The report of the auditors was unqualified and did not contain a statement under
section 237(2) or (3) of the Companies Act 1985.
Taxation has been estimated at the rate expected to be incurred in the full
year.
The interim financial information is unaudited but has been reviewed by the
auditors and their report to the Company is set out on page 9.
2. Change in accounting policy
The adoption of FRS 19 'Deferred Taxation' has increased opening reserves at 1
January 2002 by £0.75 million. Comparative figures have been restated
accordingly.
3. Earnings per share
Earnings per share in each period is calculated by dividing profit after tax, by
the number of shares in issue. There has been no change to the number of shares
in issue since the Company's flotation in February 1995.
Diluted earnings per share is also shown in compliance with FRS14.
4. Exceptional item
On 22 October 2000, there was a fire at the Group's Croydon site. In 2001 the
expenses incurred and insurance proceeds received up to 31 December 2001 were
shown in the accounts as an exceptional item. A final settlement of £13.9
million was agreed with insurers in July 2002. £6.0 million was received in 2000
/1, £3.4 million in the six months ending 30 June 2002 and the remaining balance
of £4.5 million was received in July and has been accrued as an insurance
receivable in these accounts. The expenses incurred so far in 2002 plus those
further expenses which are expected to be incurred have been netted off against
the proceeds received to form an exceptional item.
2002 2001
£000 £000
_______________________________________________ _______________ _______________
Stock destroyed - (1,215)
Net book value of fixed assets destroyed - (941)

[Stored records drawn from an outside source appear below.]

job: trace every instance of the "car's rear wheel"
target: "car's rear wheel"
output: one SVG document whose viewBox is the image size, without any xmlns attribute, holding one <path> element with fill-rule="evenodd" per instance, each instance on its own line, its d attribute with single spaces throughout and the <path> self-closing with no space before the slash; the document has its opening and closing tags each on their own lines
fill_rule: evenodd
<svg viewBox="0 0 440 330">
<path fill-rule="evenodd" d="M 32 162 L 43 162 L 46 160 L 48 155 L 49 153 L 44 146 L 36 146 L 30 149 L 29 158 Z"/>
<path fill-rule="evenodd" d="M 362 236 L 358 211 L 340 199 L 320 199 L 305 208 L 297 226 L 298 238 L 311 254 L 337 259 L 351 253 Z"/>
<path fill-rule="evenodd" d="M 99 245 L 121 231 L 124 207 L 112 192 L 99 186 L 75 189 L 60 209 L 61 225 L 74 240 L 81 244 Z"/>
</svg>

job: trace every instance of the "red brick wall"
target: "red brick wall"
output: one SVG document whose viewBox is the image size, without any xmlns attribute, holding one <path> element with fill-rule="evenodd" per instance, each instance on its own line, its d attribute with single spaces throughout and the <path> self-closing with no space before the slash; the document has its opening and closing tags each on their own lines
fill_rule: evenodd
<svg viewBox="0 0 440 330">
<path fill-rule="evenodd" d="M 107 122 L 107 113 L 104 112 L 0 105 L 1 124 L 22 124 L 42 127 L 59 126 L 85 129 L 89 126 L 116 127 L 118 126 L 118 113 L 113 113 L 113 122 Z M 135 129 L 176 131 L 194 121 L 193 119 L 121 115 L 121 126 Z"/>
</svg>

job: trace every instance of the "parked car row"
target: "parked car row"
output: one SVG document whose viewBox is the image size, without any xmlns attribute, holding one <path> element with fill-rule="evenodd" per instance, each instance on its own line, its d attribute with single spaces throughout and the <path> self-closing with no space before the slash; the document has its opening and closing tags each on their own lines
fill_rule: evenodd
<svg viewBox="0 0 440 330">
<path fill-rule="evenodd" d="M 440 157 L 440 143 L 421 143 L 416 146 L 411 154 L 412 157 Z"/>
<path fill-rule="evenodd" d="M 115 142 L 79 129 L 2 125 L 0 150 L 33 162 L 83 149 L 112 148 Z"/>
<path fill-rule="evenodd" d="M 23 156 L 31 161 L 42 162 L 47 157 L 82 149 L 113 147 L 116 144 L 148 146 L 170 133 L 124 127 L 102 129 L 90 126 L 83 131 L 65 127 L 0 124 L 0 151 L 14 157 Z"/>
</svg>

Revenue costs incurred (1,207) (3,201)
Cash receivable from insurers 7,830 6,049
_______________________________________________ _______________ _______________
Exceptional item before taxation 6,623 692
Tax on exceptional item (2,019) (206)
_______________________________________________ _______________ _______________
Exceptional item after taxation 4,604 486
_______________________________________________ _______________ _______________
The insurance proceeds have not been allocated to specific items by the loss
adjusters and Zotefoams' management have therefore allocated these proceeds
using their best estimates at the time of issuing this report. Of the £7.8
million receivable in 2002 management have allocated £3.4 million to revenue
cost, £0.9 million to fixed assets destroyed in the fire and the remaining £3.5
million has been treated as compensation for lost sales and allocated to other
operating income.
5. Reconciliation of movement in shareholders' funds
£000
___________________________________________________________________ _____________
Profit for the six months ended 30 June 2002 5,357
Dividend (906)
___________________________________________________________________ _____________
Retained profit for the period 4,451
Other recognised gains and losses (368)
Prior period adjustment 751
Opening shareholders' funds at 1 January 2002 (as previously stated) 28,250
___________________________________________________________________ _____________
Closing shareholders' funds at 30 June 2002 33,084
___________________________________________________________________ _____________
6. Reconciliation of operating profit to net cash inflow from operating
activities
Six months ended Six months ended Year ended
30 June 2002 30 June 2001 31 December 2001
(Unaudited) (Unaudited) (Audited)
£000 £000 £000
_________________________________________ _______________ _______________ _______________
Operating profit 6,932 2,184 (149)
Depreciation charge 1,428 1,133 2,458
Decrease/(increase) in stocks 162 (732) (1,394)
(Increase)/decrease in debtors (5,443) (186) 184
Increase/(decrease) in creditors 559 674 (257)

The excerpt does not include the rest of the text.